In fact, I recognise that body hair positivity is very important, and I hope it allows quite a lot of young girls to like and accept themselves in a way that I wish I had been in a position to. But for me, being confronted with images of body hair just isn’t only a reminder of a very low period of my life; it continues to be very much an ongoing (and physically painful) a part of my life. I don’t feel as if I’ll ever be free from these internalised notions of beauty and femininity which might be etched so deeply into my psyche, so whilst it’s empowering to see images of girls embracing their body hair it could actually even be triggering – and a reminder of how body hair and ladies’s beauty standards will at all times be racialised. Perhaps it’s easy to embrace your body hair if it was never really weaponised against you.
It also feels surreal at times that the identical beauty culture that made me detest my very own body hair is now telling me, quite forcefully, that I have to embrace it.
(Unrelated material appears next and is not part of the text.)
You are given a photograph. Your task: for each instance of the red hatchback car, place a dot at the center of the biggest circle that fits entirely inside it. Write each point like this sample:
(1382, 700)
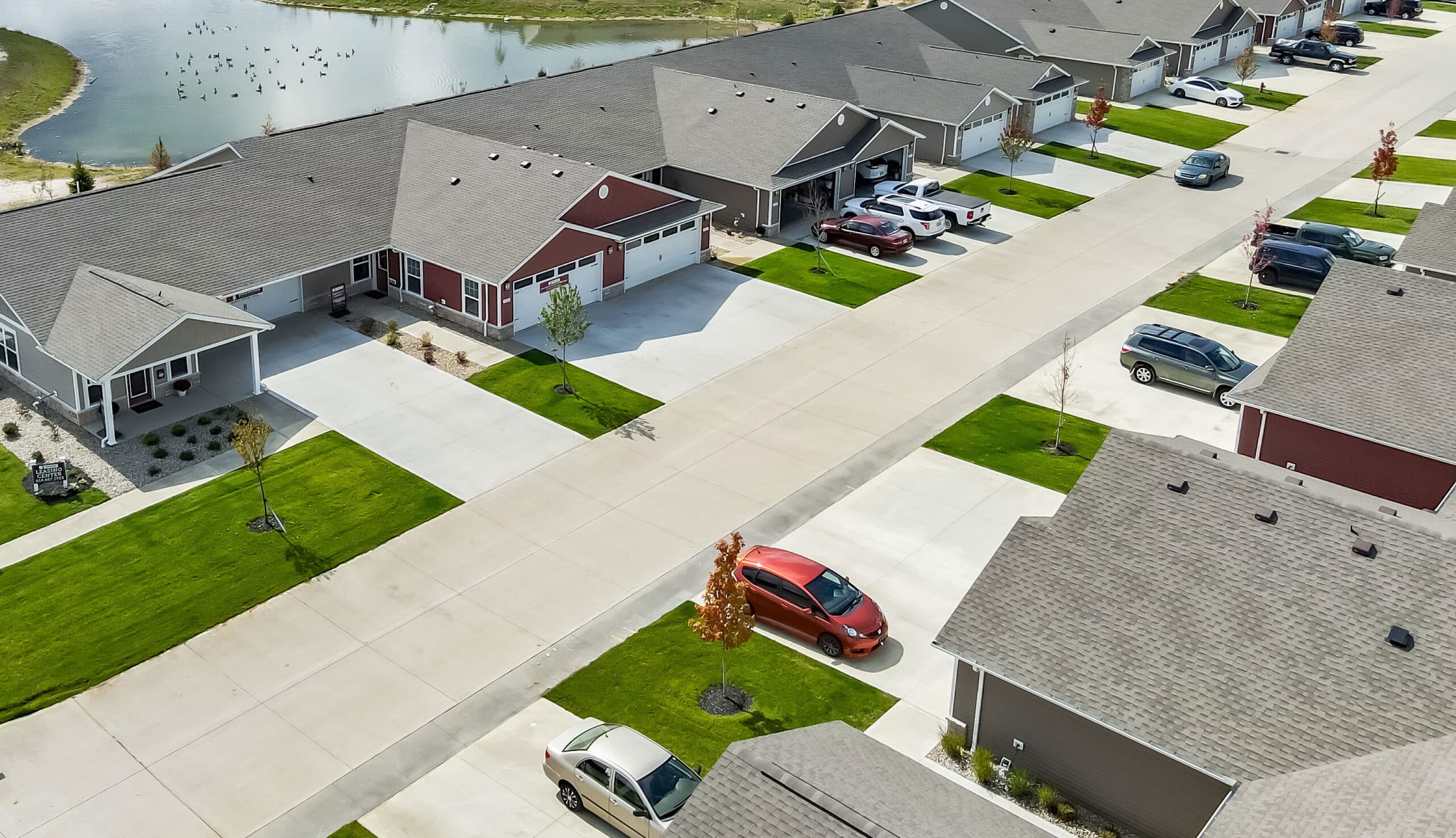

It made me feel unworthy of self-love for having body hair in the primary place, and now makes me feel as if I actually have failed at self-love again because I haven’t yet learnt to simply accept the hair I used to be at all times taught to hate. Self-love sold to us by corporations and thru social media makes self-acceptance seem really easy when reduced to a superficial Instagram post. But true self-love requires quite a lot of work that perhaps a lot of us aren’t yet willing or in a position to do. At this point in my life, what I’m willing to do is proceed down this path of hair removal, because it makes me feel blissful to be smooth and hairless. And that’s okay, too.